2008-Nov-24 15:25 UTC

head link

[LLVMdev] Does current LLVM target-independent code generator supports my strange chip?

> The machines I worked with didn't support any integer ops, but GLSL
> let us get by with "emulated" 16 bit integers (storing and
operating
> on them as floating point; divides required truncation after the op -
> that sort of thing).
Although my platform indeed supports integer operations, however, it
only supports integer +,-,*, not /. The document says if I need to do
integer division, I have to convert them to floating point first.
Hence, I have similar problems.
So...
Does your method means you write some codes in your 'frontend' to emit
LLVM IR to convert the integer to floating point first, then perform
the operations, and then convert the result back to integer?
Or you write such codes in your 'backend'?
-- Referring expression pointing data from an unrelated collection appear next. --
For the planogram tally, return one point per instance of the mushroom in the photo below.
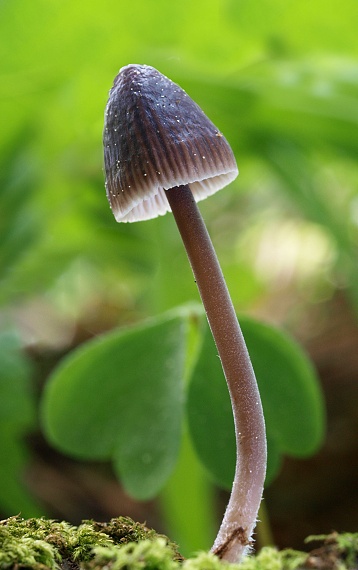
(162, 153)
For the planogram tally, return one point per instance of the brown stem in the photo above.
(240, 517)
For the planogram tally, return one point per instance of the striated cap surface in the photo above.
(156, 137)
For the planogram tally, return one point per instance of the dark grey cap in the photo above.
(155, 138)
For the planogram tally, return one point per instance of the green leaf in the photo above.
(291, 399)
(120, 397)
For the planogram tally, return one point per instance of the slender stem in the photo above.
(234, 536)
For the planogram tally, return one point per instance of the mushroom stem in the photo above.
(235, 534)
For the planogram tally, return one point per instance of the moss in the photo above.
(121, 544)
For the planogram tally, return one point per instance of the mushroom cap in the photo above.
(155, 138)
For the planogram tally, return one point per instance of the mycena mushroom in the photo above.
(162, 153)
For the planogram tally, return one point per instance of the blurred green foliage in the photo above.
(278, 77)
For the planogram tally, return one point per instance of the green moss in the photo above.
(121, 544)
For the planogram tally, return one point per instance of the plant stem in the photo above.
(234, 536)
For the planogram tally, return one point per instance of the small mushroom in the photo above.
(162, 153)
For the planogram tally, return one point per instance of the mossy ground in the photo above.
(121, 544)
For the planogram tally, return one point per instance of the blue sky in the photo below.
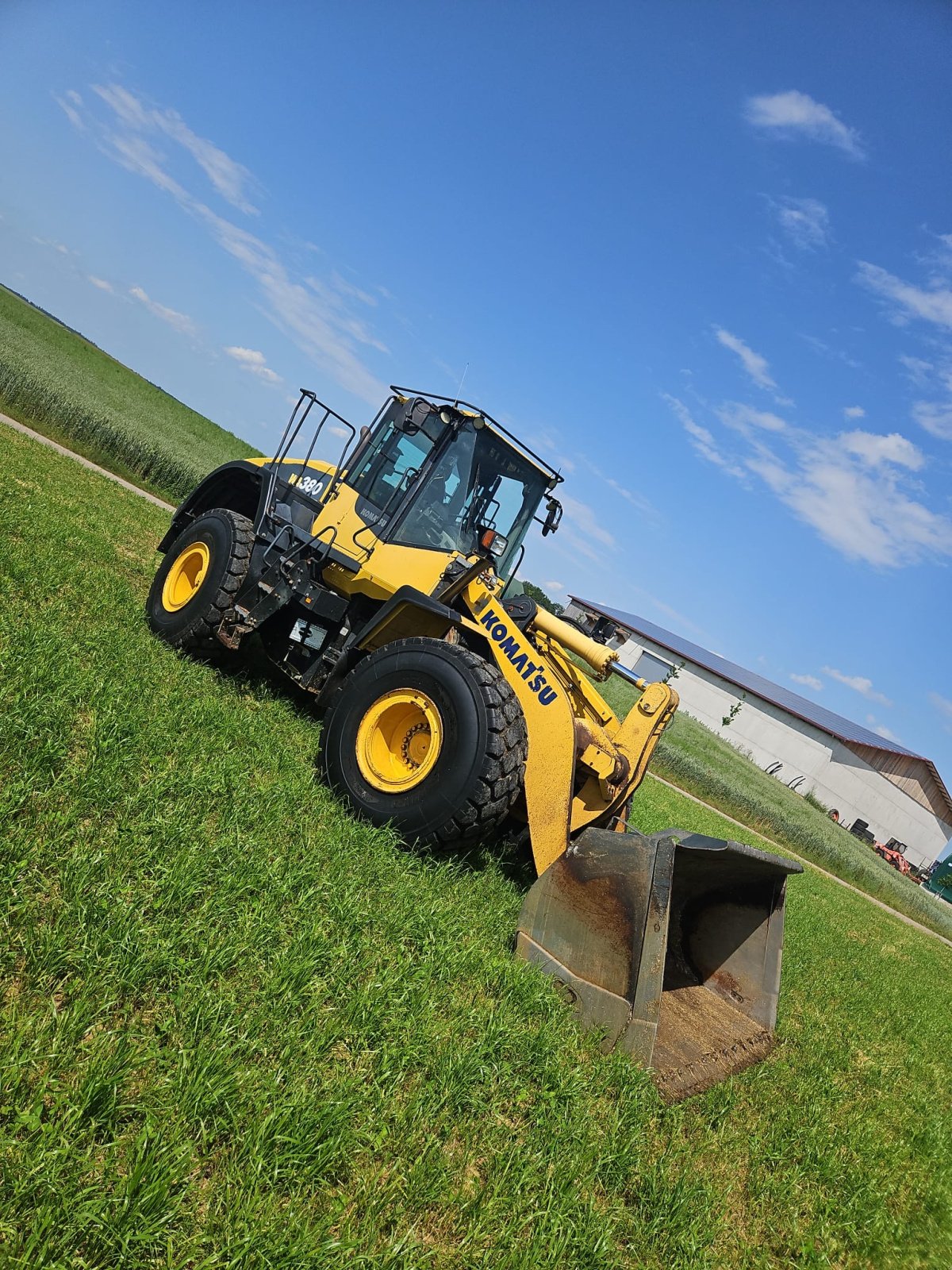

No matter what your answer is, I think the 'frontend' approach is more
cleaner than the 'backend' approach (The 'backend' approach is
more
like a hack?). Am I right? Or writing such mechanism in backend has
other advantages?
> What I mean is that you can probably get away with LLVM working with
> float literals as f32, then converting them to your 24 bit format
> during code gen.
I think I got you here.
> Integers too: let LLVM work with i32 internally, and convert literals
> during code gen.
Huh.. I think I got you here, too.
But I probably don't know how you handle integer constants larger than
24-bit.
For example, if I sees the following instructions during code gen:

int %a, add int %b, int 0x12345678

Do I have to emit machine instructions similar to the following?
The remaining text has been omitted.